Pirates beat Cardinals, 7-5, for seventh consecutive victory

ST. LOUIS _ In retrospect, maybe David Freese's first-inning homer threw the Pirates off their game. They've been so good at erasing deficits. Why take an early lead?

The Pirates gave the lead back, but eventually recaptured it. They won their seventh game in a row, 7-5, against the St. Louis Cardinals at Busch Stadium Wednesday, and the past six of those victories were in come-from-behind fashion.

Jonathan Broxton took over in the top of the seventh and walked Freese with one out. Andrew McCutchen' single put runners on the corners. Jung Ho Kang doubled, both runners scored and a one-run deficit became a one-run lead. Josh Harrison's grounder allowed Kang to score.

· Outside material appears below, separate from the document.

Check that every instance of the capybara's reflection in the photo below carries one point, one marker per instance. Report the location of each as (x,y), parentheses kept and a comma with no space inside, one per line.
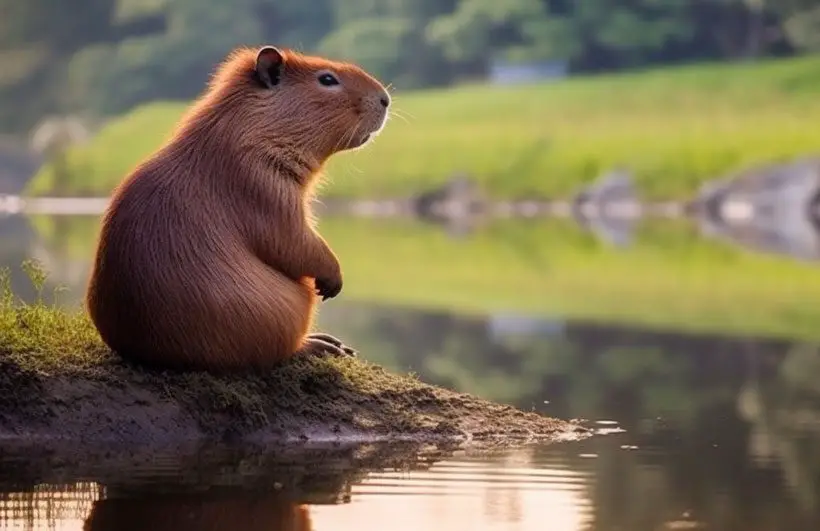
(237,511)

Kang continues to play as Chicago police investigate allegations of sexual assault against him when the Pirates visited the Cubs in June. He has not been charged.

Aledmys Diaz's solo home run in the third inning tied the game. Nine Cardinals batters came to the plate in the four-run fourth.

Stephen Piscotty singled. So did Randal Grichuk, Jedd Gyorko and Greg Garcia. With one run already in, Jaime Garcia's sacrifice fly brought home another and Kolten Wong came to the plate with runners on second and third and two outs.

Wong entered the game in the third inning in the middle of a plate appearance after Matt Carpenter injured his oblique. In the fourth, Wong bunted to the right side of the infield. First-base umpire Dan Iassogna originally ruled Wong out, ending the inning, but the Cardinals challenged. A replay review overturned the call and a run scored. Diaz's third hit of the night drove in the final run of the inning.

Jeff Locke allowed eight hits and five runs in four innings, and the bullpen pitched five scoreless innings.

Jaime Garcia surrendered two home runs on the first pitch of the at-bat, to Freese in the first inning and Sean Rodriguez, starting in right field in place of Gregory Polanco against the left-handed Garcia, in the fifth. Garcia ended his night by walking the first two batters he faced in the sixth inning.

Harrison and Rodriguez hit RBI singles, bringing the Pirates within a run, and manager Clint Hurdle went to his bench. He pinch-hit Polanco for Erik Kratz, leaving him only one catcher, and also used Matt Joyce, but Polanco popped out and Joyce struck out looking.